Линн Сталлнер вела машину на очень большой скорости с сигаретой в зубах, зачастую держа руль одной рукой. Если сигарета тухла, она знаком просила Макса поднести зажигалку. Дым выходил у нее изо рта и ноз­дрей. Я вырос на старых воззрениях Шопен­гауэра, Ницше и Отто Вейнингера, утверждав­ших, что у женщин нет чувства времени и логики, и что они руководствуются лишь эмо­циями. Но Линн Сталлнер выдавала решения в долю секунды, и во всем, что она говорила и делала, чувствовались твердость и реши­тельность.

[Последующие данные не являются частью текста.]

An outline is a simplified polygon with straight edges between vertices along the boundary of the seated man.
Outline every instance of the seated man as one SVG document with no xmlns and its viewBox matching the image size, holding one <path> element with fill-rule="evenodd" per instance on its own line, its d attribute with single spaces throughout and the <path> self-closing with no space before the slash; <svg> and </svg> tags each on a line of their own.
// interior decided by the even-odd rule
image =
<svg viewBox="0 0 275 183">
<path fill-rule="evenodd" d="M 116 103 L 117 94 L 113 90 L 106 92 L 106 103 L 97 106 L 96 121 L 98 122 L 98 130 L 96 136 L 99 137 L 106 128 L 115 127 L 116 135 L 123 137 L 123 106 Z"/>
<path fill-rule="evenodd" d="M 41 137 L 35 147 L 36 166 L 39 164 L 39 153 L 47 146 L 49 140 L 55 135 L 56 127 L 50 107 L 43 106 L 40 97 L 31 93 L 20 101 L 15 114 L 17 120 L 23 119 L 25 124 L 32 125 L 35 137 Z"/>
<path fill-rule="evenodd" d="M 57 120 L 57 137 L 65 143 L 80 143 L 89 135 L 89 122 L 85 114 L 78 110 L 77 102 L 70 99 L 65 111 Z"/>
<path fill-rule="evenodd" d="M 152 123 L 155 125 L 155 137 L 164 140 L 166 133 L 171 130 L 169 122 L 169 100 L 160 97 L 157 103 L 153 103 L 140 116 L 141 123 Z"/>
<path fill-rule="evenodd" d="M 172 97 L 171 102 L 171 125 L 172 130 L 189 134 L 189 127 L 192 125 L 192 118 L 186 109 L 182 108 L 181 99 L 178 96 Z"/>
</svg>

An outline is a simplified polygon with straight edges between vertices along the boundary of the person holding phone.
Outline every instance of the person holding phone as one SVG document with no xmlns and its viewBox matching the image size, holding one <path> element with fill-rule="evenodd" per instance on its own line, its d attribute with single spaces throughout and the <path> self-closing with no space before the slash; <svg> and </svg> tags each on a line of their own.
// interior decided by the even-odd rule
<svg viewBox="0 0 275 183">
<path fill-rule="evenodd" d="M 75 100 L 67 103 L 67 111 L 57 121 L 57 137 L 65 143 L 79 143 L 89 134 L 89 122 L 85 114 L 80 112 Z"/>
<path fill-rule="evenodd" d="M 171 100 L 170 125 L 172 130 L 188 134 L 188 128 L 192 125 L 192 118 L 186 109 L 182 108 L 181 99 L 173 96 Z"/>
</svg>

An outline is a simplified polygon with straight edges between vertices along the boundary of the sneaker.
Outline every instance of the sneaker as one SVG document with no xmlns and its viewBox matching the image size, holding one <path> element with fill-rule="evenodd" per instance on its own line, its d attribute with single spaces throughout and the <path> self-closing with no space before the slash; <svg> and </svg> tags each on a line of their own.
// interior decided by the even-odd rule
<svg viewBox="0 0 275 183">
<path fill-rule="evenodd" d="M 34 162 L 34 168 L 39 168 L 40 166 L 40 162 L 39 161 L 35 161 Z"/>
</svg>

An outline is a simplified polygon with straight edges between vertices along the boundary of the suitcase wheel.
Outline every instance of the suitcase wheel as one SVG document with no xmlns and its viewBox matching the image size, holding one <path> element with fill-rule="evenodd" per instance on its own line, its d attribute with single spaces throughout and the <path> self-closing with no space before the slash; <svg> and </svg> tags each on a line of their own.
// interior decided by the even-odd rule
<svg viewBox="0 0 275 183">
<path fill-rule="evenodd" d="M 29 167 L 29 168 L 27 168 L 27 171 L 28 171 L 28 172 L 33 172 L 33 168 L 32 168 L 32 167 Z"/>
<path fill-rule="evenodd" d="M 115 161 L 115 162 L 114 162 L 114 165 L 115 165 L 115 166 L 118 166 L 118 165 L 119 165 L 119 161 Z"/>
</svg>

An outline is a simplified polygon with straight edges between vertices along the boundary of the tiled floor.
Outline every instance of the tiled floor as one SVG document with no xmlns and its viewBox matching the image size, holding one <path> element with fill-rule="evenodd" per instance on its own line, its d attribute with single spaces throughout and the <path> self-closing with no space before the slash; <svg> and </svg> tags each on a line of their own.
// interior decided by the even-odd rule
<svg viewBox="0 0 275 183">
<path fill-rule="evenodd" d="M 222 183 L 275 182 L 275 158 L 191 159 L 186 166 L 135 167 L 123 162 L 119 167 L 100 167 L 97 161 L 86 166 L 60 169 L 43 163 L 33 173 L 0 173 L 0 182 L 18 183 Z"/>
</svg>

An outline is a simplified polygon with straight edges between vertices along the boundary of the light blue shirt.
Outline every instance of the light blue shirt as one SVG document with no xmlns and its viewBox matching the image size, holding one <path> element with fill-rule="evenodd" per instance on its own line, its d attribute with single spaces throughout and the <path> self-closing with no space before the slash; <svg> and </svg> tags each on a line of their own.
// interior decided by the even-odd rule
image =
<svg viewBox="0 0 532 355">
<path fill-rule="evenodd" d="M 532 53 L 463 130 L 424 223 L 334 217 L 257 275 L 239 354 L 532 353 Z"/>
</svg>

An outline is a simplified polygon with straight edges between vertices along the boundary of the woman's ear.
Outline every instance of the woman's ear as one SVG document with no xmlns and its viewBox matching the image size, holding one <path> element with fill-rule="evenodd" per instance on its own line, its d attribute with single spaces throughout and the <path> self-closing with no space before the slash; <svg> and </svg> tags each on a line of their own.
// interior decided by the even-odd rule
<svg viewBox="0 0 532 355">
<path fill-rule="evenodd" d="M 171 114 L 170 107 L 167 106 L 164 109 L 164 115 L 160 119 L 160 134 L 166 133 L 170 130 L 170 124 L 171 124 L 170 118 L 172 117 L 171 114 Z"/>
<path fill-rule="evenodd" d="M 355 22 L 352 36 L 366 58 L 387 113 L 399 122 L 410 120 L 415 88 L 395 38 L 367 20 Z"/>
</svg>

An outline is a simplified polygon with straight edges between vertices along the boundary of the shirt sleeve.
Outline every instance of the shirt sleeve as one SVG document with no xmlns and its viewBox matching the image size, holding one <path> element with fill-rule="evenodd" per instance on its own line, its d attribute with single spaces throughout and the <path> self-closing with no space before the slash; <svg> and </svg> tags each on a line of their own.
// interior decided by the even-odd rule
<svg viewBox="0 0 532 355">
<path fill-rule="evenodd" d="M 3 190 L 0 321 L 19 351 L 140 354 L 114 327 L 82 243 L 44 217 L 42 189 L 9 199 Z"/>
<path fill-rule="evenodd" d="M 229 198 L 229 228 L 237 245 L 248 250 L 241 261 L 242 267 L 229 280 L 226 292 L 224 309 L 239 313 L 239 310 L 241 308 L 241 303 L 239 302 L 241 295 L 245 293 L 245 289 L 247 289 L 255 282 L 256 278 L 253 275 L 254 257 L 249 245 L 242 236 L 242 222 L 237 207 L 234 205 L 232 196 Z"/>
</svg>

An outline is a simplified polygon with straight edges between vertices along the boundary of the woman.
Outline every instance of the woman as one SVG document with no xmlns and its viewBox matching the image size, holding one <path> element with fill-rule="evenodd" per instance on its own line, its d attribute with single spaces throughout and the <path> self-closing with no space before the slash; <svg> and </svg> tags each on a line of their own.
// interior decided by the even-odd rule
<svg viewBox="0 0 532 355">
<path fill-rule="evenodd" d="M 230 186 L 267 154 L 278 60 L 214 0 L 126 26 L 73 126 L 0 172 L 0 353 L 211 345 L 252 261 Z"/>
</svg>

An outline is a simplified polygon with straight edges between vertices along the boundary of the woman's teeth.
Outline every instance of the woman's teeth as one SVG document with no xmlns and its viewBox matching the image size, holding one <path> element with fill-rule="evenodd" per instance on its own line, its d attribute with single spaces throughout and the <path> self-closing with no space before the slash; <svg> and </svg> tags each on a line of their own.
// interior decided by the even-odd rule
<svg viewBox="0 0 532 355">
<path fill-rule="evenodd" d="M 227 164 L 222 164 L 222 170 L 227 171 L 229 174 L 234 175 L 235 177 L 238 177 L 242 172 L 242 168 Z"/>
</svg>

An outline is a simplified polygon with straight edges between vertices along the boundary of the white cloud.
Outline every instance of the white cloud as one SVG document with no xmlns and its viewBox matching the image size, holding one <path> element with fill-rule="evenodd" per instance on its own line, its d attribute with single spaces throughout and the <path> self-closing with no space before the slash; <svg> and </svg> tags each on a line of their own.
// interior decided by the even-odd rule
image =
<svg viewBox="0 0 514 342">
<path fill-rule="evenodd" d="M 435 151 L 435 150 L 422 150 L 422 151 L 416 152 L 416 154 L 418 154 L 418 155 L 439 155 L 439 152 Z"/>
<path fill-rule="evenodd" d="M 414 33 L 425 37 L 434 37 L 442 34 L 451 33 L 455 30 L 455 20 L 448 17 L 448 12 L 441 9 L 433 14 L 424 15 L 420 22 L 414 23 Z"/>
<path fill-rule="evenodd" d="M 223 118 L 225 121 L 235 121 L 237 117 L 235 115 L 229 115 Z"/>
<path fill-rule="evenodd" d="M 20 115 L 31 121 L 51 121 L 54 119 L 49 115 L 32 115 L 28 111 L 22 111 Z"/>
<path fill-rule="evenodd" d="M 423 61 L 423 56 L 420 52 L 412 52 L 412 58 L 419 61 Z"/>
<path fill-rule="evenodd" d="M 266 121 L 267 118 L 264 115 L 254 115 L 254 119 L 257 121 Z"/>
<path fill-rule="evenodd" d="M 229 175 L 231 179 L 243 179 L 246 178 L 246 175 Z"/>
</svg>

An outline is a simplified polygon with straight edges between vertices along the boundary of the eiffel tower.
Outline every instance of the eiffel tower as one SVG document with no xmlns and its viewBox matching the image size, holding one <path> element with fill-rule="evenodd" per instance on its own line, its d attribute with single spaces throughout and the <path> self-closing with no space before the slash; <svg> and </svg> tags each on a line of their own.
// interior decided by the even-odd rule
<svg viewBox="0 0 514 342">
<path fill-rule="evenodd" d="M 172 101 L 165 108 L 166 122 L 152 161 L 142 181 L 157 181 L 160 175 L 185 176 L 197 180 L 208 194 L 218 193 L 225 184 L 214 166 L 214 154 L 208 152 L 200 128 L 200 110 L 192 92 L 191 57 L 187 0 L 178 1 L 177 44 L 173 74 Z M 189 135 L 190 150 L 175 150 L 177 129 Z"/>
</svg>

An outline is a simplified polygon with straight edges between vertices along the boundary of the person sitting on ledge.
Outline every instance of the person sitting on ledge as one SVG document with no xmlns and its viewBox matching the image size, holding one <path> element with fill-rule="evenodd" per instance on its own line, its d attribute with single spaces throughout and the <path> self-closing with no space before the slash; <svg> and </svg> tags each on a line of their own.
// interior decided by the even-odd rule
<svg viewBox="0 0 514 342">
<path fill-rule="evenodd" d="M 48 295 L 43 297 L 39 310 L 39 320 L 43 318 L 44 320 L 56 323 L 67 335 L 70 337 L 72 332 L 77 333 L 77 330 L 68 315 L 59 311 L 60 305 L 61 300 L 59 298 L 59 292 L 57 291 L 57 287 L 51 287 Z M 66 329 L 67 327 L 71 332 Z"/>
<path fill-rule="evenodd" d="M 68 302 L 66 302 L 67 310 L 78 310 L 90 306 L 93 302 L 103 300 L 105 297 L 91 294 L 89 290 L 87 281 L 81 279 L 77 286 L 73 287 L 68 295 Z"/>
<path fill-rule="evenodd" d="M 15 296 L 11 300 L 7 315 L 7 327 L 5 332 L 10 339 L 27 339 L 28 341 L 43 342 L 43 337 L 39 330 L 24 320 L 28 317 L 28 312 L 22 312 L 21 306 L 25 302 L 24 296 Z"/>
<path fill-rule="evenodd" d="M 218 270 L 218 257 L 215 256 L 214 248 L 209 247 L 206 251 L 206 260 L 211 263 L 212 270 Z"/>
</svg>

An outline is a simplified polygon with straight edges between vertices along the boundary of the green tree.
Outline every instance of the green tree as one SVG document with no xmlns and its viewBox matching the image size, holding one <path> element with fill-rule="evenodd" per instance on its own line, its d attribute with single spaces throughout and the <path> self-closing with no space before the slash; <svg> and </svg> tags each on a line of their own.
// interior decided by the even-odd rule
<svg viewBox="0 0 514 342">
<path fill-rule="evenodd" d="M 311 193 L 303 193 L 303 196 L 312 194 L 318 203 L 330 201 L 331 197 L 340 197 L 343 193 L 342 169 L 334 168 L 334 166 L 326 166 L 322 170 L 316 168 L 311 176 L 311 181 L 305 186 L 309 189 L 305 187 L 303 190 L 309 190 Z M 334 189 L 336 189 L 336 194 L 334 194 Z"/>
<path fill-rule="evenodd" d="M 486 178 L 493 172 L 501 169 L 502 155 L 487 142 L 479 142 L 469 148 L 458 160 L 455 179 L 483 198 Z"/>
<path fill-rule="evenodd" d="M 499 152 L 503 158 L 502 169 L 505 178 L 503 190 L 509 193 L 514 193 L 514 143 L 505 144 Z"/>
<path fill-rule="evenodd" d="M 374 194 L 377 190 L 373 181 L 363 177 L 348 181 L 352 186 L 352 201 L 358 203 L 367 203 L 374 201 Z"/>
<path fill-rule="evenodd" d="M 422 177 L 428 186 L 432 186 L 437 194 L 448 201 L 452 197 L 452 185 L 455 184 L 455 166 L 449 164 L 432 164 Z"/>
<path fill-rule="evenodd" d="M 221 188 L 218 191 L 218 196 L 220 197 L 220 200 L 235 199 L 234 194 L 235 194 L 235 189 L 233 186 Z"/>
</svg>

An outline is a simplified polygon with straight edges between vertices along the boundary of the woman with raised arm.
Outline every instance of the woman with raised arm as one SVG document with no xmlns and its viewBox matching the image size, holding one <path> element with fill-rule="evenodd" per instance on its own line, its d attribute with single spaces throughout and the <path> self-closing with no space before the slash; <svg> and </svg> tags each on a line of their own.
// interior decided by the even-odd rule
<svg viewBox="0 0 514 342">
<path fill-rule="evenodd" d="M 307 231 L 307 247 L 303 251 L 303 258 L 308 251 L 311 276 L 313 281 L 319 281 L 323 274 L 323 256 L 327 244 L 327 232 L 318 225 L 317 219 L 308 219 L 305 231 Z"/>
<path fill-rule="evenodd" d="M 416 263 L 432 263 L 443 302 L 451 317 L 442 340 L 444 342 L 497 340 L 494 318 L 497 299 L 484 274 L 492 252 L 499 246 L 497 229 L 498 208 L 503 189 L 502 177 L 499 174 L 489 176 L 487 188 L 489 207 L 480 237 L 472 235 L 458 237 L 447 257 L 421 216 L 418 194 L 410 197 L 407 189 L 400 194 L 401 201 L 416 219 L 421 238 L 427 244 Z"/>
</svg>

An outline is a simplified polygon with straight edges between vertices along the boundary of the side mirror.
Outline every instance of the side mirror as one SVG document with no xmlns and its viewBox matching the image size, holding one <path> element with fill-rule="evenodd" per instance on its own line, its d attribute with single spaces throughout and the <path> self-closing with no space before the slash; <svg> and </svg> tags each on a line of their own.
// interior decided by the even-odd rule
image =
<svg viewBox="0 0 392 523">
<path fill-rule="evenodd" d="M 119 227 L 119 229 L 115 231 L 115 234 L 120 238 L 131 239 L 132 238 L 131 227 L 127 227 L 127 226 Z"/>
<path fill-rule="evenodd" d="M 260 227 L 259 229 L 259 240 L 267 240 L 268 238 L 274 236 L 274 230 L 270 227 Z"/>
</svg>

Мы приехали в Лейк Джордж точно в указанное Линн Сталлнер время. Хотя она назы­вала свой дом «Шале», на мой взгляд, он был больше похож на дворец. Там было пять или шесть комнат на первом этаже и множество спален наверху. В кухне стояло новейшее оборудование, все приготовление пищи было электрифицировано. Линн знала хозяйство дома во всех деталях и показала Мириам, что надо будет делать.

Макс зажег сигару, но Линн строго предупредила его, чтобы он никогда не курил сигары в доме. Для этого есть сад с гамаком и шезлон­гами. Выяснилось также, что Линн говорит на идише. Она разговаривала на идише с бабуш­кой еще до того, как выучилась английскому. Макс сказал ей:

—   Вы настоящая «Эйше Чайил». Вы знаете, что это значит?

Линн ответила:

—  Да, достойная женщина.

—   Все, что вам надо, это муж, который сидел бы у ворот и расхваливал вас старейшинам города.

—  Я уже это имела с отцом Диди, — ответила Линн. — И в этом не было ничего хоро­шего — абсолютно!

Закончив с домашними делами, Линн стала прощаться с нами. Она обняла и поцеловала Мириам, потом Макса. Потом повернулась, чтобы проделать это же со мной, но я поче­му-то отпрянул назад.

—   Все еще мальчик из иешивы! — сказала она. И протянула мне маленькую крепкую руку. Линн села за руль, и в одно мгновение ее автомобиль исчез. Макс вынул изо рта сигару.

—   Только в Америке, — сказал он.

В тот вечер Макс решил поговорить с нами начистоту. Он временно — по крайней мере, пока следующая операция не восстановит их — потерял свои мужские функции. Док­тора в Польше, коновалы, чуть не кастриро­вали его. Но он не намерен играть роль рев­нивого евнуха. Напротив, он хочет, чтобы мы наслаждались друг другом. Он счастлив иметь таких близких друзей. Снова и снова он повторял, какой он старый — настолько, что мог бы быть моим отцом и дедом Ми­риам.

—   Макселе, ты мне не дед, ты мой муж. буду любить тебя и останусь с тобой, пока я жива, — возразила Мириам.

—   Ты имеешь в виду, пока я жив, — поправил ее Макс.

—   Нет, пока жива.

—   Макс, мы приехали сюда, чтобы ухаживать за тобой, а не устраивать оргии, — ска­зал я, удивляясь самому себе. — Нет ничего более важного, чем твое здоровье.